I started Cranford in low-expectation mode, as a piece of invalid reading, to read while I was languishing with a bad cold (the literary equivalent of the unalluring “bread-jelly” that one of the old-biddy protagonists of Elizabeth Gaskell’s 1853 novel likes to inflict on her ailing neighbours). “Cosy” is a rather offputting term used in book marketing, so you can have “cosy detective novels” and—more disturbingly—"cosy crime novels” and “cosy murder mysteries.” I had always had the impression that Cranford was a species of “cosy classic,” warmer and easier and less spiky than, say, Gaskell’s magnificent North and South (1854).
In a way, I suppose that’s true, but Cranford’s peaceful village setting and spinster-rich cast-list are self-effacing wrappings for what is actually a sophisticated and intriguingly elusive work. Gaskell wrote it fairly early in her career, between Mary Barton (1848) and Ruth (1853), with their challenging social-political themes. She published it in instalments in Dickens’s Household Words magazine, and it was clearly a work that came into being progressively. The early installments could almost be one-off sketches, like the essay that sparked the book, “The Last Generation in England,” published in a US magazine in 1849 (and included in the excellent Oxford World’s Classics edition as an appendix). It was only over a period of time, 1851-53, that the episodic pieces began to coalesce into something like a novel, with some kind of narrative arc.
The sketchy, loose, minimalist structure that results from this process of composition is one of the factors that gives the book an oddly modernist character, despite its seemingly traditional subject matter. (Although, thinking of it, I’m not sure how traditional this subject matter was in the 1850s—it’s as if the low-key, comic characters of Mrs and Miss Bates in Jane Austen’s Emma had been given a starring role in their own novel.)

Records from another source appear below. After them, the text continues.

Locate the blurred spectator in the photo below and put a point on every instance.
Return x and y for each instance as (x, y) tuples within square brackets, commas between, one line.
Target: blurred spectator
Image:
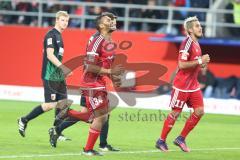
[(1, 20), (207, 81), (233, 18), (199, 4), (136, 13), (152, 14)]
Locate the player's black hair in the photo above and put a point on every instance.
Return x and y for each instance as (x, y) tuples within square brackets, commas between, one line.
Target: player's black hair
[(103, 14)]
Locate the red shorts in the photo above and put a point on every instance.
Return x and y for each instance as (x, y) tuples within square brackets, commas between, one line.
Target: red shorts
[(95, 99), (192, 99)]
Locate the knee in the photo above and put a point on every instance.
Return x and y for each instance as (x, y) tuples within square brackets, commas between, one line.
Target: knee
[(48, 106), (199, 112), (175, 114)]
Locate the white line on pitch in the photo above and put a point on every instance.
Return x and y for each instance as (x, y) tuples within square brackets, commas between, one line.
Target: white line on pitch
[(121, 152)]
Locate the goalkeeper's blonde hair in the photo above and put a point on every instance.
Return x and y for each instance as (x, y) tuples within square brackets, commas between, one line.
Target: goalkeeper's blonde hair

Another technical device contributing to the complexity of the whole is the highly mobile voice of the narrator, who is part of Cranford and yet not part of it—a young woman with the everywomanish name of Mary Smith, who is a frequent visitor to Cranford (based on Knutsford, in Cheshire, where Gaskell spent parts of her youth), but who is based in nearby Drumble, or Manchester (where Gaskell lived after her marriage). Mary acts as a mediator between the two worlds of rural Cranford and industrial Manchester, and the moral values of the genteel, cheese-paring ladies of the village, and the hard-headed businessmen of the city, represented in the novel by Mary’s off-stage father. Maybe Cranford is not so far from North and South as may at first appear.

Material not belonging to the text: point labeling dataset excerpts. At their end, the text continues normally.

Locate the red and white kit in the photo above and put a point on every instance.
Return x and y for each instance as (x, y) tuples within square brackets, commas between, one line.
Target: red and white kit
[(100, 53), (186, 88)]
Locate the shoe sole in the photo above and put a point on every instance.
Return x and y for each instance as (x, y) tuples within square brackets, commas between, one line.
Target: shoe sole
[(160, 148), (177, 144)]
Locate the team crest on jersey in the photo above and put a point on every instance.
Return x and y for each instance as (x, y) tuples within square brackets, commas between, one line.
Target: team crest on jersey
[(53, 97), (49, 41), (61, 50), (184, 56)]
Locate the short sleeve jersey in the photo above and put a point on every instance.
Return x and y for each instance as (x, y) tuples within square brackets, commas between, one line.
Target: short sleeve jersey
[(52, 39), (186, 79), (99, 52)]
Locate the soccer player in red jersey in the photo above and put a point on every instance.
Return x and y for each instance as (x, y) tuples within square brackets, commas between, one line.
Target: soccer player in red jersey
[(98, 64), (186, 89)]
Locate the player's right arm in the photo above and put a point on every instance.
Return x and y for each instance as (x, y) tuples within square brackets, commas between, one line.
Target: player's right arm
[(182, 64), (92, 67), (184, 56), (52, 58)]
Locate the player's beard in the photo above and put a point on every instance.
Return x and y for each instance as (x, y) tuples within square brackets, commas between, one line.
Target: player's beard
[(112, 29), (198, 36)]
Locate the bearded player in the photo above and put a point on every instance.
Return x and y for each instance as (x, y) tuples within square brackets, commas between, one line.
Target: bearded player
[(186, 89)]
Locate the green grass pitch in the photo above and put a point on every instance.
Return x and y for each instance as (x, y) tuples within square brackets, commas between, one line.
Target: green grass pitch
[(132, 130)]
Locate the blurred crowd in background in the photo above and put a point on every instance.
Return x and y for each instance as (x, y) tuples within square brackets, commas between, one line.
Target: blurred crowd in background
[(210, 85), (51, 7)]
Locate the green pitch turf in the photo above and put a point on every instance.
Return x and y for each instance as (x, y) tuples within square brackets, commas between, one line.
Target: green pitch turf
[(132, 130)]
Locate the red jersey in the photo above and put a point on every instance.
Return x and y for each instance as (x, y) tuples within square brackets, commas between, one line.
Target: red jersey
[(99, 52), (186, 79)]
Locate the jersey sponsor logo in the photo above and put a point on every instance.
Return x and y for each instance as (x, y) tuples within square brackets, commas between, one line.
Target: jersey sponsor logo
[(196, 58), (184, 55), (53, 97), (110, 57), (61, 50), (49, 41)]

“Mary Smith” starts as a narrator in an Austenish ironic mode, and the novel is quietly hilarious throughout in its deadpan recounting of the eccentricities of village life (some of the stranger of which, like the tale of the old dear who sews flannel undergarments for her beloved Alderney cow after it falls into a lime pit and burns off its coat, turn out to be based in sober truth, as Gaskell’s “Last Generation in England” essay makes clear). Across the book, however, “Mary Smith”’s voice gains a warmer tone, and a greater appreciation of the quiet heroism and moral dignity that coexist in some of her narrated characters. This is a warm novel, without being sentimental—not an easy trick to pull off.

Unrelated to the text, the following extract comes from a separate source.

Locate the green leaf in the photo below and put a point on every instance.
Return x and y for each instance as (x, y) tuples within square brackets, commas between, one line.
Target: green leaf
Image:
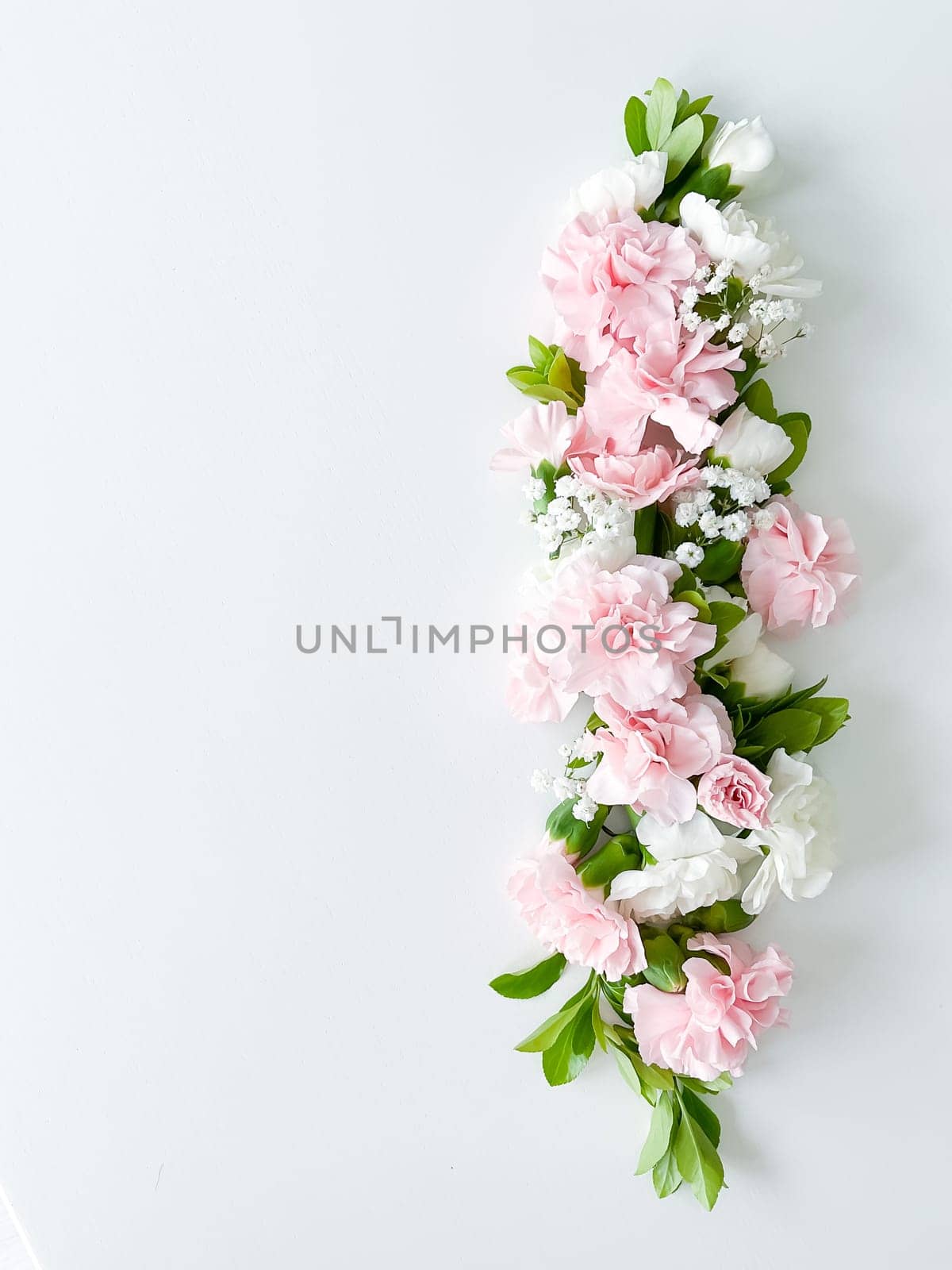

The more I think about Cranford, in fact, the more I think it is some kind of quiet minor masterpiece. The family saga that emerges at the centre of the novel—the tale of the Jenkyns siblings and their parents—is quite dense, sketching an entire, tragic-comic story of everyday siblings and parents damaging one another without intending to in a wonderfully oblique and light-handed manner. The episodes concerning Cranford’s response to “outsiders,” including the comic, but disturbing, incident of mass panic about burglars and intruders triggered by the presence in the village of an Italianate “Musselman” conjurer, followed by an Irish beggar-woman, mix comedy with acute, politically-inflected social observation that is as relevant now as it was at the time. I finished the book thinking that it somehow transcends its age, precisely because its episodic model of composition somehow freed the author up. Not that her more fully structured novels are inferior (I loved the lesser known Sylvia’s Lovers, as well as North and South, and Wives and Daughters), but Cranford has a rather unexpected quality to it—a novel that resists the canonical novel form.